Отблески этой давней любви и симпатии к Франции явственно ложатся на картину первой встречи рассказчика с Парижем, в которой нельзя не заметить постоянного присутствия одного и того же слова: "Солнце веселое, воздух веселый, магазины, рестораны, сады, даже улицы и площади — все веселое… Веселое солнце льет веселые лучи…" И снова: "веселый Тюльерийский сад, с веселыми группами детей", "веселая масса зелени, в которой… нежится квартал Елисейских полей", «веселые» звуки "веселой парижской улицы"…

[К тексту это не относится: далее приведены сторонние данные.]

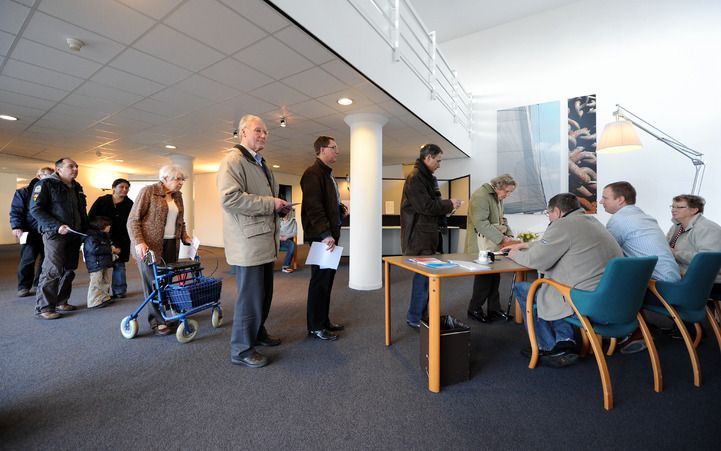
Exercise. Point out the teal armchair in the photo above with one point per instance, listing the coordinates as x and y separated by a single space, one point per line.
611 310
687 301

Какая разница — не то, что со страной, где "без правила ни на шаг", но даже с унылой берлинской улицей, где царит "какое-то озабоченное, почти вымученное движение"…

На парижскую улицу просто тянет, как признавался один из соотечественников писателя, может быть, и потому, что, по замечанию другого, кажется, что "в Париже вот-вот сейчас что-то начнется".

И заключает рассказ о первой поездке в Париж краткая зарисовка парижского гарсона, гостиничного слуги, у которого, как и у всех парижан, "работа горит в руках".

Заметим, что одно из значений слова «гарсон» — «мальчик». Так что компания прежних «мальчиков» существенно пополняется французским, которого рассказчик именует еще и «рабочим» (ouvrier) и через всю жизнь которого, по выражению писателя, проходят "три предмета: работа, веселье и, от времени до времени… революция. Все это он умеет делать чрезвычайно ловко, скоро, горячо, но отнюдь не бестолково".

Стоит припомнить упоминание в «немецких» главах, что "в 1848 году Берлин даже бунтовал, но непродолжительно и скучно", чтобы по достоинству оценить «простодушную» меткость этих различений.

В своей ранней повести "Запутанное дело", ставшей причиной его ссылки в Вятку, Салтыков изображал своего героя захваченным увиденным на театральной сцене зрелищем толпы — "вовсе не той, которую он ежедневно привык видеть на Сенной или на Конной, а такой, какой еще он не видывал, и, что всего страннее, возможность которой он вдруг начал весьма ясно и отчетливо сознавать" и вслед за которой ему самому хотелось бежать. Эта, написанная в 1848 году, картина находилась в очевидном родстве с тогдашней французской революцией, о вызванных которой "бескорыстных восторгах" вспоминает Щедрин в книге "За рубежом".

Последний же раз ouvrier "горячо, но отнюдь не бестолково" проявил себя в дни Парижской коммуны.

Забегая вперед, надо сказать, что в дальнейших главах своей книги Щедрин касался вопроса о французских «мальчиках» весьма бегло и осторожно, ибо, по его словам, был "с жизнью французского народа, в тесном значении этого слова, с его верованиями и надеждами… совсем незнаком".

В этой связи слова, которыми начинается рассказ о новой поездке в Париж: "…наглядевшись вдоволь на уличную жизнь, непростительно было бы не заглянуть и в ту мастерскую, в которой вершатся политические и административные судьбы Франции", приобретают горьковато-едкий привкус. Ведь, как поясняет сатирик, русскому путешественнику "нельзя дотронуться до рабочего человека без того, чтоб из этого не вышло превратного толкования". Это Щедрин постоянно испытывал "на своих боках" и как писатель, и как редактор журнала.

Какое уж тут «вдоволь»… "Нет, лучше уже держаться около буржуа", — решает рассказчик.

История поездки на заседание парламента вроде бы начинается на той же бодрой ноте, что и предыдущее описание французской столицы: "Дорога от Парижа до Версаля промелькнула очень весело". Но это один из тех незаметных переходов, та смена тона, о каких уже упоминалось.